Spesso in maniera ironica, nel vostro film.
Alvear: «Sì, perché si tratta di una festa popolare in cui si ride del potere – ad esempio gli uomini si vestono da donna – però allo stesso tempo vi è mescolato un fondo religioso della cultura andina con l’ancestrale e con la cultura popolare di oggi e quella dei mass media».
Nel video la trasformazione avviene attraverso un viaggio. Il viaggio dei protagonisti: Black, Bàmbola e I Don Dance.
Alvear: «Il loro è un viaggio iniziatico, che percorre stazioni di rituali».
Andrade: «È come usare il riciclaggio, una mescolanza di materiali per farne altro. Si recupera, infatti, il vestiario, le scenografie e sottolineiamo il cambiamento di questi personaggi che si vanno modificando. In questo viaggio si trasformano in quello che vorrebbero essere ma che non sono. Questo è un aspetto molto interessante, perché alla fine cominciano a sparire uno dopo l’altro, spariscono attraverso il vulcano, dunque è come se con questa trasformazione, con questa evoluzione, i personaggi si auto-riciclassero».
C’è dunque una sorta di collegamento ipertestuale con l’inizio del film che ritrae i protagonisti nell’atto di riciclare la carta?
Andrade: «L’incipit è una metafora che pone il tono, prepara a quello che verrà in seguito. All’inizio i personaggi sono semplicemente dei riciclatori di carta, non sono coscienti di quello che succederà dopo. Riciclano carta, come fosse il riciclaggio della cultura, perché qui stiamo parlando in un certo modo di riflettere – adesso sì parlando concretamente della cultura ecuadoriana – sul tema dell’identità. Chi siamo, dove siamo, cosa facciamo qui. Lavoriamo su molti simboli e su molti piani differenti».
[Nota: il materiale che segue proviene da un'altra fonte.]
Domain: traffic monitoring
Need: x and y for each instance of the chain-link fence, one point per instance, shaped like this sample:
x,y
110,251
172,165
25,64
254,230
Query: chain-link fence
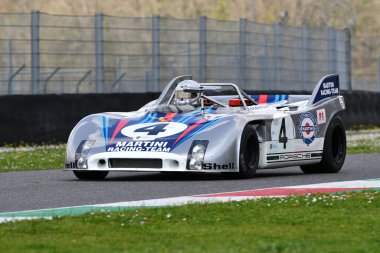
x,y
43,53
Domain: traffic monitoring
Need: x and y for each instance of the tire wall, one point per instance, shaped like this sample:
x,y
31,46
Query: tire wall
x,y
50,118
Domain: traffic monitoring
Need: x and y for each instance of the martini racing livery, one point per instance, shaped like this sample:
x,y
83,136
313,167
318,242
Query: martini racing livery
x,y
214,128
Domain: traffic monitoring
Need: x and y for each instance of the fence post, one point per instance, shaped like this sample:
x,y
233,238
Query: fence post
x,y
378,72
99,53
277,54
156,52
242,52
35,51
10,65
348,59
305,57
202,49
189,63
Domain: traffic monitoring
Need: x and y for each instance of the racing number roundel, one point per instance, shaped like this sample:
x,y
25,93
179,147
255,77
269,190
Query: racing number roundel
x,y
152,131
308,127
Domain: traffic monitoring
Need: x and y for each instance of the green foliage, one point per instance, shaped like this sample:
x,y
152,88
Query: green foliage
x,y
32,158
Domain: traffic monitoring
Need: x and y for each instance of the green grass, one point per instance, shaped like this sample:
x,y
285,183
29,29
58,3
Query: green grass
x,y
32,158
347,222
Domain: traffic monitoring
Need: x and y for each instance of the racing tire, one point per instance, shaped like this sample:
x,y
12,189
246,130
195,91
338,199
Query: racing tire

Le pagine distrutte nell’atto di riciclare significano qualcosa in particolare?
Alvear: «Sono libri di letteratura ecuadoriana, c’è la costituzione, c’è Nietzsche, c’è quello che fa parte del nostro bagaglio culturale. L’arte viene tagliata come tutto il resto, come a dire: ricominciamo da zero, tutto da capo».
Andrade: «È una ricerca dell’identità, ma che si sgretola. Ovviamente, noi ecuadoriani abbiamo un’identità ma a volte disperiamo per trovarla, per come sta strutturata. Per cui in definitiva questa identità l’abbiamo individualmente, ciascuno di noi, nella propria vita, ha un identità aperta».
Alvear: «Ci sono influssi che dicono che qualcosa sta cambiando».